Bruno Badré, Porte-parole du ministère de la Justice et des Libertés
« Cette loi poursuit un double objectif : réduire les délais de jugement et donner aux juges des enfants de nouveaux outils pour leur permettre d'adapter la réponse à une délinquance qui évolue (...).
Ces outils, c'est d'abord plus de possibilités de placement en centre éducatif fermé ; c'est la création d'un tribunal correctionnel pour mineurs qui jugera les mineurs récidivistes âgés de plus de 16 ans (...) ; c'est aussi, l'instauration d'une procédure qui va permettre de juger plus rapidement parce que l'on sait qu'aujourd'hui dix-huit mois peuvent s'écouler entre le moment où le fait est constaté et le moment où la décision est rendue. Alors je ne dis pas que ce sont dix-huit mois qui passent pour rien parce que, pendant cette période, les juges des enfants peuvent mettre en place un suivi, mais la nouvelle loi vient proposer un autre mode de poursuite (...) en donnant la possibilité au procureur de demander au policier de remettre au mineur une convocation devant le tribunal pour enfant dans un délai de deux mois. Dans ce cas, le tribunal appréciera les faits à la lumière de la personnalité de ce mineur et viendra prononcer une sanction quitte à prévoir dans le cadre de cette sanction la mise en place d'un suivi éducatif. (...) ; C'est enfin la création d'un dossier unique de personnalité qui va permettre de regrouper tous les éléments qui ont pu être demandés par les différents magistrats qui ont eu à connaître la situation de ce mineur et qui garantit à tous l'accès à un même niveau de connaissance afin d'affiner la réponse pénale en l'adaptant à la personnalité de ce mineur. (...)

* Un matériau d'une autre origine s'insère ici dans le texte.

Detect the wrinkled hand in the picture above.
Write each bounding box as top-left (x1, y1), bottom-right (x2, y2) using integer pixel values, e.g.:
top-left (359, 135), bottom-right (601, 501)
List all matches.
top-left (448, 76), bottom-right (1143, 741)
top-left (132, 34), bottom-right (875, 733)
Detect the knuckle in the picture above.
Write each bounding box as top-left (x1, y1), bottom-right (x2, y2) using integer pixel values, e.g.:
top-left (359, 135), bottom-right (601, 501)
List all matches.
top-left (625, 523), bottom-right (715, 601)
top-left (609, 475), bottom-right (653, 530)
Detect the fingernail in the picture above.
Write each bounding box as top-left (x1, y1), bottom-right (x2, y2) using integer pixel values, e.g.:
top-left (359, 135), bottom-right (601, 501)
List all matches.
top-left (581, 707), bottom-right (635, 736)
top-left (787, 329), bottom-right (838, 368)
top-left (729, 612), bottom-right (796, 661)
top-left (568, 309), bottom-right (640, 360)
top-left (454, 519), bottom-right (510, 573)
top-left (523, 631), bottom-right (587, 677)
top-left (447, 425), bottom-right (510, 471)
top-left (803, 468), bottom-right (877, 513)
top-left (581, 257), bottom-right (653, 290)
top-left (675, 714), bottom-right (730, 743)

Il est important de ne pas laisser croire que la justice des mineurs ne fonctionne pas car ce n'est pas vrai. Une réponse est apportée à 95 % des infractions commises par des mineurs. De plus, 8 mineurs sur 10 ne feront parler d'eux qu'une seule fois, ce qui signifie que pour eux la première réponse a été suffisante. Mais il y a ces 20 % qui vont récidiver. Pourquoi fermer les yeux sur cette réalité en disant que le système tel qu'il existe suffit ? Aujourd'hui, cette loi ne vient pas bouleverser ce qui existe mais enrichir la palette des mesures susceptibles d'être apportées. (...)
Sur la spécificité de la justice des mineurs et la primauté qui doit être accordée à la prise en charge éducative : quand on parle de centre éducatif fermé, c'est précisément un renforcement de la prise en charge éducative. Quand on parle des EPM (établissements pour mineurs), la particularité de ces établissements c'est d'avoir fait entrer des éducateurs en prison. Tout ceci montre bien que le souci réel de ce gouvernement, et des précédents d'ailleurs, c'est d'avoir fait en sorte que ce mineur qui a fait parler de lui plusieurs fois, ne fasse plus parler de lui par la suite. (...)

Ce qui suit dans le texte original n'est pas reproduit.